Il faut consulter lorsque l’encombrement empêche de vivre normalement, crée des tensions familiales ou entraîne un sentiment de perte de contrôle. Ne pas attendre permet d’éviter une aggravation.
Évaluation et tests
L’évaluation se fait par un psychiatre ou un psychologue à l’aide d’entretiens et d’outils d’analyse spécialisés, permettant d’établir un diagnostic fiable.
Traitements et solutions pour combattre l'accumulation
Thérapies cognitivo-comportementales (TCC)
Les TCC sont aujourd’hui le traitement le plus efficace. Elles aident à comprendre les pensées qui conduisent à l’accumulation et à instaurer progressivement de nouveaux comportements. Le travail inclut tri, désensibilisation et stratégies de gestion émotionnelle.
Accompagnement psychologique
Un suivi régulier, individuel ou en groupe, permet d’aborder les causes profondes de la maladie. Le soutien émotionnel aide à éviter la culpabilité et à progresser à son rythme.
Traitements médicamenteux
Des antidépresseurs ou anxiolytiques peuvent être prescrits pour réduire l’anxiété ou traiter une comorbidité. Ces traitements doivent toujours être initiés par un médecin.
Prévenir les rechutes et maintenir un espace de vie sain
Pour éviter les rechutes, il est utile de mettre en place des routines de tri, se faire accompagner régulièrement et garder des objectifs simples. Un suivi sur le long terme est essentiel pour stabiliser les progrès. Avec le bon soutien, il est tout à fait possible de surmonter la maladie de tout garder et de retrouver un cadre de vie apaisant.
Comment garder un espace propre et rangé
Des astuces simples et réalistes pour les personnes désordonnées.
1. Donner une place à chaque chose
Choisir un emplacement fixe pour les objets du quotidien réduit le désordre et facilite le rangement automatique.
2. Ranger 5 minutes par jour
Un court rituel quotidien est plus efficace qu’une grande session mensuelle. Petit à petit, l’espace reste maîtrisé.

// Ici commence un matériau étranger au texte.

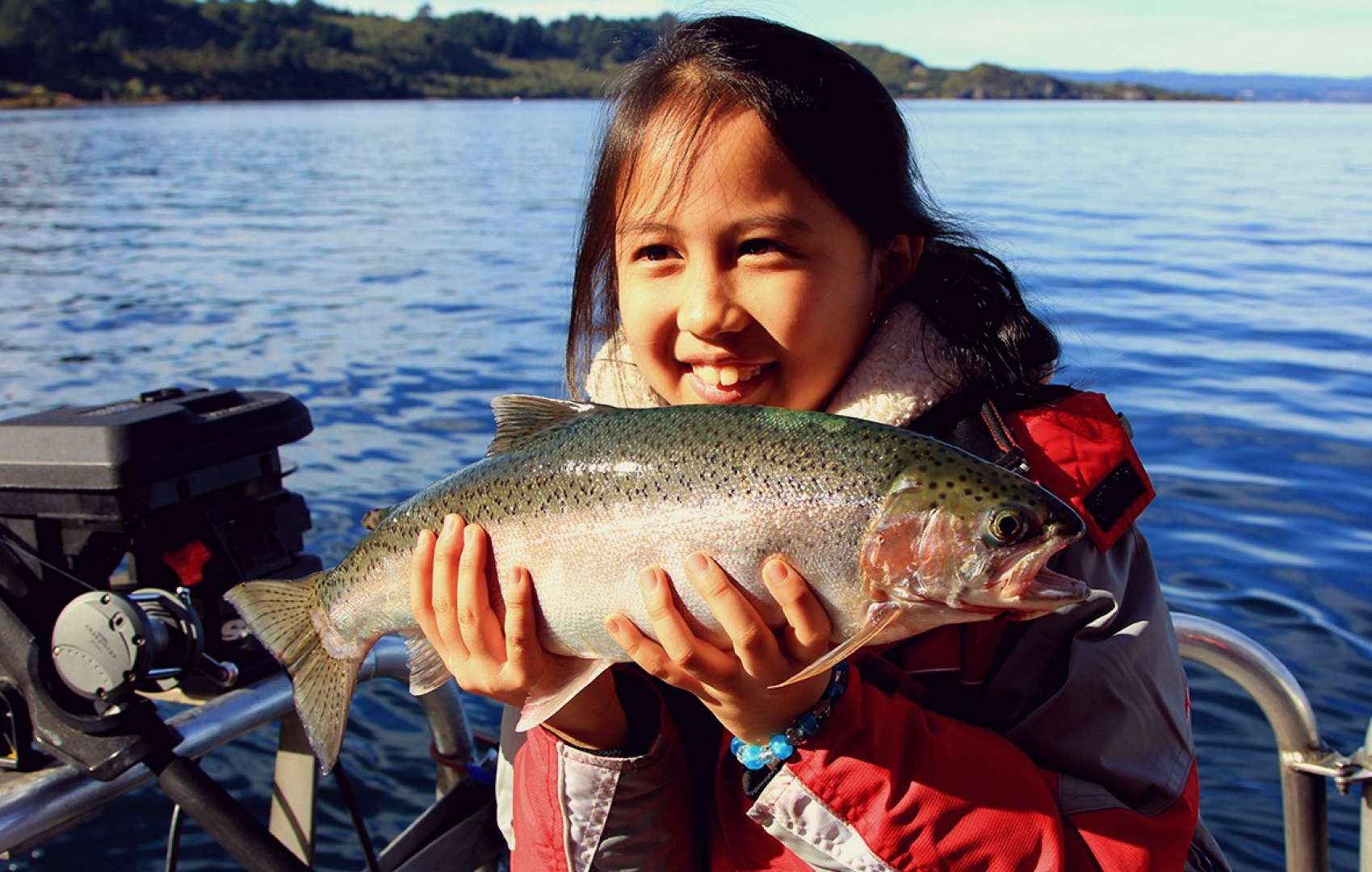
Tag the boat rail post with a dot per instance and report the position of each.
(453, 746)
(1366, 812)
(1291, 717)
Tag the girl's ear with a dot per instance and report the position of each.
(895, 263)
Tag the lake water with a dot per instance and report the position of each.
(396, 265)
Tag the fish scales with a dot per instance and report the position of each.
(895, 534)
(787, 480)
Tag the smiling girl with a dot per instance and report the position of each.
(756, 235)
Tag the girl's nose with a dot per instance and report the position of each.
(708, 306)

3. Désencombrer régulièrement
Se fixer une règle simple : jeter ou donner un objet inutile chaque jour. Lentement mais sûrement, le volume diminue.
4. Utiliser des bacs et paniers
Les contenants permettent de regrouper les objets sans laisser traîner. Parfaits pour les personnes visuelles.
5. Programmer un “reset” hebdo
Une fois par semaine, un court rangement global (10–15 min) permet de remettre les espaces à zéro.
6. Simplifier les surfaces
Moins il y a d’objets exposés, plus il est facile de maintenir l’ordre. Prioriser les espaces minimalistes.